While it may be true that the south lit the fuse and started the war, we are all, both north and south, responsible for slavery. It was imbedded in the constitution; we all enjoyed inexpensive materials made possible by slavery; many in the north were as deeply racist as many in the south. For this complicity, God has visited the war on all. This was the larger truth Lincoln insisted on telling. He knew that insisting on this truth would not be popular, but he also knew there was no true putting the country together again until it had been acknowledged and accepted.
12. Fondly do we hope – fervently do we pray – that this mighty scourge of war may speedily pass away. Yet, if God wills that it continue, until all the wealth piled by the bondman’s two hundred fifty years of unrequited toil shall be sunk, and every drop of blood drawn with the lash, shall be paid by another drawn with the sword, so it must still be said “the judgments of the Lord, are true and righteous altogether.”
This is a rare glimpse of an angry Lincoln. Hundreds of thousands of young men are dead, maimed, wounded because of a cause evil to its core. One can sense Lincoln almost hopes that illicit wealth is destroyed both as our collective due for the institution of slavery and as retribution for those who have been forced to die in order to finally end it.
13. With malice toward none; with charity for all; with the firmness in the right, as God gives us the right, let us strive on the finish the work we are in; to bind up the nations wounds; to care for him who shall have borne the battle, and for his widow, and his orphan – to do all which may achieve and cherish a just, and a lasting peace, among ourselves, and with all nations.
This is both the most famous and the most misunderstood portion of the speech. Lincoln is not simply saying, let bygones be bygones and let’s all be friends. Having earlier told the truth which he believed needed to be told, Lincoln can now set the stage for reconciliation. But, he knows that true reconciliation can come only after the south has come to grips with its responsibility for starting the war and the north has come to grips with its complicity in the industry of slavery.
Note that he does not talk of caring only for Union men who have borne the battle. He is actually talking about caring for Confederate soldiers, their widows and orphans as well. Finally, note that after looking inward for the last twenty years focused on the political and physical conflict over slavery, he ends with a suggestion that we can finally begin to again look outward when he talks about peace with all nations. 40 days later he is assassinated.

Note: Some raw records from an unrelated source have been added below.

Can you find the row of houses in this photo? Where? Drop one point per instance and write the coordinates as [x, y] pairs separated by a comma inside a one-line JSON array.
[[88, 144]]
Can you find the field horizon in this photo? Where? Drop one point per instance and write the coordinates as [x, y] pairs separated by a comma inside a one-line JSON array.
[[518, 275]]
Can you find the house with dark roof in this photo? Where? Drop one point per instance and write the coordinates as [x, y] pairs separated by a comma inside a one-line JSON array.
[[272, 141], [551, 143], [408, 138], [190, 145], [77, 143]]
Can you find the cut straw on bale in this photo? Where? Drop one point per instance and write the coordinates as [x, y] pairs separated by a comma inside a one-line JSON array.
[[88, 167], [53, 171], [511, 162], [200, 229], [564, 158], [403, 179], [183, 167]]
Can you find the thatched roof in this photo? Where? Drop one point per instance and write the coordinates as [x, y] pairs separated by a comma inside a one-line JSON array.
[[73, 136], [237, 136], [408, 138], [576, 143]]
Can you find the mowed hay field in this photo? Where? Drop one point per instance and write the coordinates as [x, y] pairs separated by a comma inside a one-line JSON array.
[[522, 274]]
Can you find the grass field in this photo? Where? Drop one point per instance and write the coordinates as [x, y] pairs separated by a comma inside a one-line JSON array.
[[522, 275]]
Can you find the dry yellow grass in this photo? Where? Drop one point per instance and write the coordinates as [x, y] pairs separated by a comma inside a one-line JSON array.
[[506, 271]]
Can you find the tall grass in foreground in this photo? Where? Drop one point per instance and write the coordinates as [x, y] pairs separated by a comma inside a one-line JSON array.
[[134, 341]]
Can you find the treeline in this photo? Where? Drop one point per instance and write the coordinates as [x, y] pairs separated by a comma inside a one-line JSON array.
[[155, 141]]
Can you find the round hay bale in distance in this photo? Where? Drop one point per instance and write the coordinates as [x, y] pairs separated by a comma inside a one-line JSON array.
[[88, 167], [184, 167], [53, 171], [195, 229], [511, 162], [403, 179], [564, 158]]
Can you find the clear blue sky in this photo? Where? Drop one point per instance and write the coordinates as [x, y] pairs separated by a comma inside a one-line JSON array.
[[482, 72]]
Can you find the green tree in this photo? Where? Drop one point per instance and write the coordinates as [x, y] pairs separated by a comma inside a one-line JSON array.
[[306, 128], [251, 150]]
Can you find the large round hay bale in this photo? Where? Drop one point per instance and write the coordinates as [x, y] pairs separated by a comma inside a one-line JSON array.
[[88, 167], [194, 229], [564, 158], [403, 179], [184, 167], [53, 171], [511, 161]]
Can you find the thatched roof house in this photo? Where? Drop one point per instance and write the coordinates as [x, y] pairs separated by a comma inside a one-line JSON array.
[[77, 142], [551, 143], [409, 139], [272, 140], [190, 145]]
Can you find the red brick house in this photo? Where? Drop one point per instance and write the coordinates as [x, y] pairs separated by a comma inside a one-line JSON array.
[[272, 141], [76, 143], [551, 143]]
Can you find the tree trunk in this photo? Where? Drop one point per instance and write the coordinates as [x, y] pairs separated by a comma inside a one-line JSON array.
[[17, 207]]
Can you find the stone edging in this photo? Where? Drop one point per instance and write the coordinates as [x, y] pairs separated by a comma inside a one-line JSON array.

Questions to think about when you visit the exhibit.
Why does the exhibit begin with a bust of Thomas Jefferson?
Why is the exhibit entitled, “The American Ideal”?
The quote from Jefferson Davis under clause #4 says that he tried for 12 years to prevent war. Did he?
How many times does Lincoln use the word “I”.
Both Lincoln and Jefferson Davis use the passive language “and the war came.” Why do they do so? Do they do so for the same reason or for different reasons?